For the evaluation of construct validity, we chose the WOMAC questionnaire, as it was hip-specific and validated questionnaire in the Hebrew language [25]. We found strong correlation between the iHOT12-H and the WOMAC score (r = -0.82, P < 0.001). To our knowledge, these relationships have been investigated previously only by Attila et al. [20], who found a similar correlation between the iHOT12-T and the WOMAC score (r = 0.815, P < 0.001) [20]. All other studies evaluating the validity of the iHOT12 following a procedure of translation used a variability of PROM forms as the gold standard [14, 16,17,18,19, 22, 23]. Li et al. [32] evaluated the correlation between the iHOT33 and the WOMAC score and found similar correlation coefficient (r = 0.812) to our results.

Factor analysis

The factor analysis of the iHOT12-H revealed a two-factor structure: Factor-1 (items 1–5, 7–9) refers to “symptoms and functionality”, while Factor-2 (items 6, and 10–12) refers to “hip related concerns”. The original English version of the iHOT12 has a single factor structure [14]. Likewise, the Dutch and one of the Turkish versions reveled a one-factor structure [17, 20]. However, the Swedish version showed two factors, but with different factor loadings than ours: Factor-1 “Function and symptoms” (items 2–5, 8, 9) and Factor-2 “pain and concern/destruction” (items 1, 6, 7, 10–12) [16]. Another study of a Greak version showed two factors quite similar to our results: factor-1 “symptoms and functionality” (items 1–9) and Factor-2 “hip disorder-related concerns” (items 10–12) [22]. Interestingly, we found a second study validating a Turkish version who revealed 3 factors: “Symptom and functional limitations” (items 1–4), “Social, emotional and lifestyle” (items 8–12), and “Sports and recreational activities” (items 6, 7, 11) [21]. Factor-model variations may result from cross-cultural factors, or from age-related quality of life concerns, as the mean age of the studied population varies among studies [17, 20,21,22]. For the Portuguese, German, Japanese and French versions, no factor analysis has been conducted [15, 18, 19, 23].

Limitations

Despite very good results concerning validity and reliability, there are a few limitations in this study.
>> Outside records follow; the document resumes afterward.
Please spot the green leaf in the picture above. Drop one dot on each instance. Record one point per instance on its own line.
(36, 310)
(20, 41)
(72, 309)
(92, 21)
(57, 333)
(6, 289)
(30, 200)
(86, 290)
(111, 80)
First, we included patients with different levels of activity but we did not evaluate the exact activity level of our patients using the Tegner Activity Scale as was evaluated in some of the previous studies [17,18,19]. Thus, future research comparing between different levels of activity of patients is therefore necessary to determine whether the iHOT12 is applicable to such a variety of patients. Secondly, the study sample included patients with a variety of hip pathologies. Including a heterogenous population may also increase the external validity of this study. Thirdly, since the iHOT33 questionnaire has not been officially translated into the Hebrew language we were unable to assess the criterion-related validity of iHOT12-H [24]. Finally, responsiveness was not determined in this study, therefore we could not evaluate the exact minimal important change values. Additional research is needed to determine whether the iHOT12-H is a responsive instrument as was shown in previous studies [16, 18, 19, 22]. Further prospective studies are needed to assess the clinical impact of iHOT12 on patients with hip related pain who underwent conservative management or surgical treatment. Such studies will advance our understanding of the therapeutic processes among those patients and will provide benefits both in clinical practice and in research.

Conclusions

The iHOT12-H is a reliable and valid measurement tool for measuring physical functioning and quality of life in young, physically active patients with hip related pain. This is extremely important, as previous tools are less suitable for this young population. We believe that this HR-PROM is beneficial in assessing the condition of Israeli patients with hip related pain.